Roger Simon's column about Haiti, July 15, encourages me to put pen to paper. Though I am not an expert on Haiti (anybody seen one yet?), my military background (West Point, '50) leads me to suggest there is no military objective in Haiti.

If there were a Soviet Union (which there is not), and if it were preparing to invade Haiti (which it is not), and if there were likelihood of success (which is doubtful), then there might be a military objective. But none of these conditions exists.

If Bill Clinton has a conscience (which is not a given) and wants to invade Haiti, I would help him buy a rifle and a ticket so he can go.

If Congress agrees with an invasion and votes for this insanity, I would require its members personally to accompany him.

But as far as putting a single member of the United States defense establishment in harm's way for a purely political scenario, I ask: "Where is the authority?"

If Mr. Clinton wants to do this, let's make it voluntary. Put it to a vote.

In some way keep track of those who are for it, so they can go. If they can't personally go, collect the necessary funds from them to pay for it.

And when the money runs out, the party is over. That's what voluntary means.

Lloyd E. Darland

Bel Air

Inhumane Greed

Sometimes, most of the time, I don't understand our culture, or maybe I just don't understand human beings as a species.

Certainly, I don't understand the lack of compassion that our society is based upon, and its acceptance that humans have a right to hurt each other, animals and the environment in the name of the almighty dollar, the reigning god since the industrial revolution.

On July 13, two articles caught my eye: The first made cute of the fact that a cat had been trapped for 12 days without food and water on a Tower Air plane.

One can only assume that greed was the simple reason that the jet wasn't immediately grounded when the cat wasn't unloaded as expected.

I guess it was just a cat. One can only imagine the hue and cry if it had been just a toddler, although I, for one, prefer cats to toddlers.

In the same section was an article on the Environmental Protection Agency backing off on commuting rules that would reduce pollution because the rules might have an adverse financial affect upon Maryland National Bank, Merry Go Round and Johns Hopkins University's Applied Physics Laboratory.

These businesses have got to be more important than the rest of us mere humans who breathe air that we would prefer to be unpolluted. Could we even survive without a Merry Go Round store? Come on.

I just returned from working with local people in Namibia, Africa, this past year, and I guess anyone who doesn't work for money, like myself, and who scrapes by is a nut according to our culture.

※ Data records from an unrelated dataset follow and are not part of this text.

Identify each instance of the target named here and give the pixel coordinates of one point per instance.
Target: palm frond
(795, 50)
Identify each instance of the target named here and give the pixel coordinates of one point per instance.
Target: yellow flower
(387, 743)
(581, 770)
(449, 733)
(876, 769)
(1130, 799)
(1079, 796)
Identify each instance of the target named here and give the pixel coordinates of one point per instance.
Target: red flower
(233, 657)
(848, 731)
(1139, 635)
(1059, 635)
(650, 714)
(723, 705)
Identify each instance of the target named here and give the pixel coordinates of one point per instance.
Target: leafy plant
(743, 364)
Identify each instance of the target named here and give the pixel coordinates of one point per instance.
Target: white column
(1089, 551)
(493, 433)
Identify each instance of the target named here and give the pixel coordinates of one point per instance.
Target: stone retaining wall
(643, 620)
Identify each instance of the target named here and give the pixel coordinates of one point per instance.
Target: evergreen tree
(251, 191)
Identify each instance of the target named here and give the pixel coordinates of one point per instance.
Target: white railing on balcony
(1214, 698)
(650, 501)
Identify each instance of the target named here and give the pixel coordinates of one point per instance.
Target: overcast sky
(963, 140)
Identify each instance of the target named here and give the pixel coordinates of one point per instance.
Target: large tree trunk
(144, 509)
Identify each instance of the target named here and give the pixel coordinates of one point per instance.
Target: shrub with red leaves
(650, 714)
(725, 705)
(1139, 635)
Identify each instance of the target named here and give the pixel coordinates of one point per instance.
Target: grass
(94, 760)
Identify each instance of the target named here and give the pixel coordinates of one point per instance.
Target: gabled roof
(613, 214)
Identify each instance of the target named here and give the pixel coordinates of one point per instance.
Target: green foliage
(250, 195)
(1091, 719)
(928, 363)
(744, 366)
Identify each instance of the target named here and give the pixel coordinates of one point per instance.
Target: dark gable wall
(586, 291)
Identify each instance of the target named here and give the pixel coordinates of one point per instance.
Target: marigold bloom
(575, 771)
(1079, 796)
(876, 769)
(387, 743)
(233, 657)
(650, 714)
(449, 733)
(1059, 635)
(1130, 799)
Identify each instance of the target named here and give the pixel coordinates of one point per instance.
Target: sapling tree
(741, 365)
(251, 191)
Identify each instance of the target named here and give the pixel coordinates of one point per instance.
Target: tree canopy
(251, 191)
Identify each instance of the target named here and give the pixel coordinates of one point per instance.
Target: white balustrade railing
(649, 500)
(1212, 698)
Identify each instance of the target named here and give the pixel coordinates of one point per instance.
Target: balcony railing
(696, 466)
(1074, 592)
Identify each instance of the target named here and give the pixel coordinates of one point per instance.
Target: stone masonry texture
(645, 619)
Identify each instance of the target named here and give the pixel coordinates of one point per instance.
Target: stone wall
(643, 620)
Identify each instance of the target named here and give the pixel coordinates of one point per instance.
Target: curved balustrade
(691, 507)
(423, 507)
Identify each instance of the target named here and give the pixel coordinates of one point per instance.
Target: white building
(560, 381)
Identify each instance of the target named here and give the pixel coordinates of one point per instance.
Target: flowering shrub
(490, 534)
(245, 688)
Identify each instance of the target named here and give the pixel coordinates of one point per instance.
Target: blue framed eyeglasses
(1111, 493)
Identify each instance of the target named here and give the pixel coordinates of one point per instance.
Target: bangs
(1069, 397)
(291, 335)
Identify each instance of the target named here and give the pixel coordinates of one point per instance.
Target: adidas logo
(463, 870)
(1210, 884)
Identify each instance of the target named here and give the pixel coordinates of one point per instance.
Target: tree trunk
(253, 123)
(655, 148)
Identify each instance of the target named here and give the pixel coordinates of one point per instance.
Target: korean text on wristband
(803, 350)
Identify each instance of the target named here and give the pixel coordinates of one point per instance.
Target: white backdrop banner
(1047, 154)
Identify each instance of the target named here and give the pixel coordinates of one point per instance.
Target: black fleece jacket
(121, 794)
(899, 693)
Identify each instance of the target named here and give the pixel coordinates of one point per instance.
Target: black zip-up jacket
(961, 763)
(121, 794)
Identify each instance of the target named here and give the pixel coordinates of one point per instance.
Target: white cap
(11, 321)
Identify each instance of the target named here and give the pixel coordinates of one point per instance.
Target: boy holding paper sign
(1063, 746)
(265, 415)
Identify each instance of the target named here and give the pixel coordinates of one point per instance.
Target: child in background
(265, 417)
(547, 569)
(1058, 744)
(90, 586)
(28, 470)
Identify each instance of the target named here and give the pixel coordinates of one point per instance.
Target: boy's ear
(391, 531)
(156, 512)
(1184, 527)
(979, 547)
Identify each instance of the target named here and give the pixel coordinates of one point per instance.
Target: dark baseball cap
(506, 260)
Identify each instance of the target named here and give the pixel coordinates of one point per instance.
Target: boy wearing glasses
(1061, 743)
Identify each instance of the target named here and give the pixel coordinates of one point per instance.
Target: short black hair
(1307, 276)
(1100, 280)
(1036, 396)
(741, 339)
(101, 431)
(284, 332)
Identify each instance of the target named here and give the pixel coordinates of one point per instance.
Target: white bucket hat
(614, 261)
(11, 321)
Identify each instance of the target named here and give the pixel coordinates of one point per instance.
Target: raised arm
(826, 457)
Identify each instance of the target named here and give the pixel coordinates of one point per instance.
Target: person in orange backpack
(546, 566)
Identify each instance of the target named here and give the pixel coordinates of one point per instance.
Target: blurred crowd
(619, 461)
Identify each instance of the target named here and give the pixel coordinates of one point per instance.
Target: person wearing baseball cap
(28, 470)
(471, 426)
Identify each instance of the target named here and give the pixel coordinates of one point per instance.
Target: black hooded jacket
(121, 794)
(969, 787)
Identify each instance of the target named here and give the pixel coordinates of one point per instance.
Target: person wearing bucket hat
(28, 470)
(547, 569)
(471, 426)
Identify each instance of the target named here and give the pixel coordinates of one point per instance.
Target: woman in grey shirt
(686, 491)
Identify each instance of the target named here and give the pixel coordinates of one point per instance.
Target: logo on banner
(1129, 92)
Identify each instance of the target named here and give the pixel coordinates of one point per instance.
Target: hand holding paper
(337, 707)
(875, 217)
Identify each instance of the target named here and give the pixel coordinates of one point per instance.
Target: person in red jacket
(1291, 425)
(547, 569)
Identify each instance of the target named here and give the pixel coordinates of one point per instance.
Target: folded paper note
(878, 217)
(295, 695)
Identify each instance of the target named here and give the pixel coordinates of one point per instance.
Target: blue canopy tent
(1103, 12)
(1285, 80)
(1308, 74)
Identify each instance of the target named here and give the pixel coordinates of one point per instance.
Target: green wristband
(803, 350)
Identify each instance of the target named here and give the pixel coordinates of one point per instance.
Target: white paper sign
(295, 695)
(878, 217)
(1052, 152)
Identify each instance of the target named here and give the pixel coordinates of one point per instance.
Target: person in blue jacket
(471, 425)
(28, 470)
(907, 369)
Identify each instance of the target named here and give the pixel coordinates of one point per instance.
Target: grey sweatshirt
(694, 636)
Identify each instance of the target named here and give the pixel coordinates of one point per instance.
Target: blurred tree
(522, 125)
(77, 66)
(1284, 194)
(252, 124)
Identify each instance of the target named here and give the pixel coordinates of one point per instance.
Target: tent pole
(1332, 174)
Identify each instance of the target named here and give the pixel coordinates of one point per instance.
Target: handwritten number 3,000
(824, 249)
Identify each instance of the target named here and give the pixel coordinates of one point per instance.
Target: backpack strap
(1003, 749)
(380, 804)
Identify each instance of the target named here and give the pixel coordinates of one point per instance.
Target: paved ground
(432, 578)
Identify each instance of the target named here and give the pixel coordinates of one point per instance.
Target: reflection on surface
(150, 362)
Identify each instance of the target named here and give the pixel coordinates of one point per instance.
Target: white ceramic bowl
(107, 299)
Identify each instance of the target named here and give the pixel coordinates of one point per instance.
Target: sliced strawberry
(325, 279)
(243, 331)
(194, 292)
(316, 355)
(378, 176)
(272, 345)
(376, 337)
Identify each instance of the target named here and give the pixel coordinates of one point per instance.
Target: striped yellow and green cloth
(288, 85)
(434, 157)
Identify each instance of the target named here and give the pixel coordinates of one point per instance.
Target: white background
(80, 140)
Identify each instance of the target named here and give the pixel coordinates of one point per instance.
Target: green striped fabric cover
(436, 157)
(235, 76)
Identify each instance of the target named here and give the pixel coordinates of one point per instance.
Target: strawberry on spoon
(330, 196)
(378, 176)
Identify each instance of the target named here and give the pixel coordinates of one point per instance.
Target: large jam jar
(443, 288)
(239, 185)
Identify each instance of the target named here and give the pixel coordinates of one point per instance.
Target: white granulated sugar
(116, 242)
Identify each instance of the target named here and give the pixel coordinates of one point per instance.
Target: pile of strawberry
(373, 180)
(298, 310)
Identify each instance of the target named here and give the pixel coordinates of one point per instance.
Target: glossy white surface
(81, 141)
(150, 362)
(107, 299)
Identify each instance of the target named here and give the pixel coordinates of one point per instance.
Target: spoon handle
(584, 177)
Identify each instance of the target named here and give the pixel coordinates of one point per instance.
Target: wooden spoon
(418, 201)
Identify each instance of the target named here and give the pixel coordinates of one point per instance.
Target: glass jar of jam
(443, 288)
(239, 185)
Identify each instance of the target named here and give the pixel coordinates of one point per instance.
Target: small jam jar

But I came back concerned that this philosophy, of economics as god, is being exported. For some reason there is a belief out there that economic growth is a divine panacea.

Actually, it is a man-made theory and rather dated, particularly if you read any economics and begin to understand shadow subsidies and the like, which basically means that there is no free lunch -- something business likes to say, but, hey, businesses are always looking for free lunch, whether letting a cat die or polluting the air.

I wish the public would stop buying into this myth, and I wish that The Baltimore Sun would try and step out of this same myth and report from a more objective stance.

That Tower Air wouldn't stop the jet is not a cute story about a frequent flyer cat. And that the EPA has backed off on commuting rules means that some big executives are going to take home nice paychecks while we breathe polluted air.

I have a feeling the people who work as tellers and sales clerks won't benefit from the ruling. No, they'll just be able to keep their jobs. So, why not read economists Paul Elkin or Marilyn Waring and wake up to the fact that greed is not a divine panacea? Or try something simpler, empathy.

Would you have wanted to be that cat? Do you want to be the air that is polluted?

If you can imagine that, which most people in our culture can't, then maybe you can decide to just say no to greed. Fancy that.